United States Commission on International Religious (USCIRF) Chairman Stephen Schneck explained: “The CPC designation really only works as an instrument for naming and shaming.”
“Real sanctions, real consequences on the ground in some practical way of effectiveness — that’s just not there in the way that the CPC designations currently work,” Schneck said. “We need to change the CPC designation in such a fashion that it has actionable consequences on the ground.”
Since the United States adopted the International Religious Freedom Act of 1998, the State Department has issued annual reports designating countries of particular concern.
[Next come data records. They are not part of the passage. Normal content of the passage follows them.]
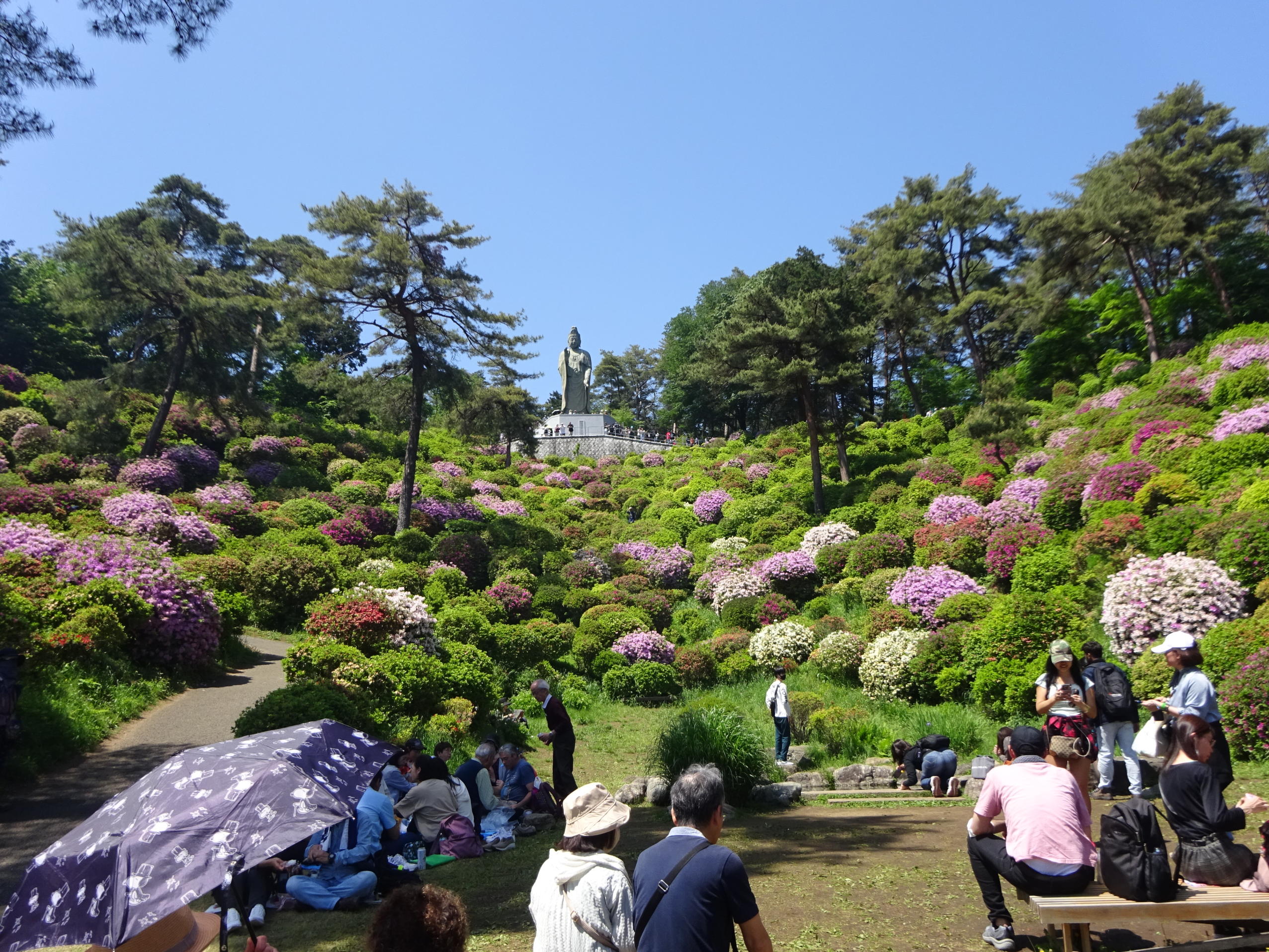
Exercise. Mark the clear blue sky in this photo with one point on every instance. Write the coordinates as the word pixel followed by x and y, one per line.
pixel 618 155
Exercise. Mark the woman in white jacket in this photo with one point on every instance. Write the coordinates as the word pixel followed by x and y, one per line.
pixel 583 900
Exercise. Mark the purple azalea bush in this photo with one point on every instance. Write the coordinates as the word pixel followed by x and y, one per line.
pixel 645 646
pixel 153 475
pixel 923 591
pixel 184 629
pixel 944 511
pixel 708 504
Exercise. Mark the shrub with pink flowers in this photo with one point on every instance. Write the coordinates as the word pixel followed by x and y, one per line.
pixel 1155 428
pixel 645 646
pixel 944 511
pixel 1234 422
pixel 708 504
pixel 1153 598
pixel 923 591
pixel 184 627
pixel 152 475
pixel 1118 481
pixel 1008 541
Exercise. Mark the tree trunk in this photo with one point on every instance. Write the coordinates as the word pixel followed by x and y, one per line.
pixel 1148 315
pixel 184 336
pixel 405 504
pixel 814 433
pixel 255 358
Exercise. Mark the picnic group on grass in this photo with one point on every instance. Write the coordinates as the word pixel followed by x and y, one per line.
pixel 1031 827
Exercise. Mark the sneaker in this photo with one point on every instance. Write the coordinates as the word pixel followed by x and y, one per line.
pixel 1001 937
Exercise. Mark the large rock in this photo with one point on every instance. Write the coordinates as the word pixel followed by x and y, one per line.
pixel 632 792
pixel 658 791
pixel 809 780
pixel 863 777
pixel 776 794
pixel 1120 785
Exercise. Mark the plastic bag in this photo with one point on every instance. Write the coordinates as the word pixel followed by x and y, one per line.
pixel 1148 742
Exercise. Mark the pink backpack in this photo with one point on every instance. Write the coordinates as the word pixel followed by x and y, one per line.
pixel 458 838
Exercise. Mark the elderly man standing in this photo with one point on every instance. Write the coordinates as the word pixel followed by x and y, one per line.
pixel 475 776
pixel 559 735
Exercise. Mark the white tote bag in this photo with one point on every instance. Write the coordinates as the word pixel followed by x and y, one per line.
pixel 1148 743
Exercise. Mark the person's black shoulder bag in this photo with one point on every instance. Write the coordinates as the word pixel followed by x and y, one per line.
pixel 663 886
The designation is reserved for countries with “systematic, ongoing, and egregious” violations of religious liberty, such as torture and other types of inhumane treatment, prolonged detentions, abductions and disappearances, and other flagrant denials of life, liberty, or security of persons.
According to the USCIRF chairman, many countries that receive a CPC designation can “largely ignore” it through waivers that have been put in place for diplomatic geopolitical reasons.
“There needs to be something — whether a waiver is applied or not — that has meaningful consequences for these countries, regardless of the larger geopolitical situation in the world and U.S. foreign policy, and so forth,” Schneck said.
He further suggested application of the Global Magnitsky Act, a U.S. law that allows the government to issue sanctions against religious freedom violators at an individual rather than national or statewide level so as not to cause economic suffering to those already experiencing religious persecution in those countries.
Piero Tozzi, staff director of the Congressional-Executive Commission on China, called for the State Department to exercise more comprehensive oversight over countries it designates as CPCs. He also suggested its officials receive more training on how to recognize religious freedom violations.
“Sometimes they see the world and they think the rest of the world has the same secular outlook that they do,” Tozzi said, explaining that if State Department officials are not trained to recognize religious persecution, issuing a designation and holding countries accountable becomes more difficult.
Tozzi gave the example of the persecution of Christian farmers by Muslim Fulani herdsmen in the Middle Belt region of Nigeria. He said that some at the State Department had incorrectly described it as a land resource dispute brought on by climate change.
The Biden administration notably left Nigeria off its CPC designation list despite its own reports highlighting the violent persecution of Christians taking place in the country.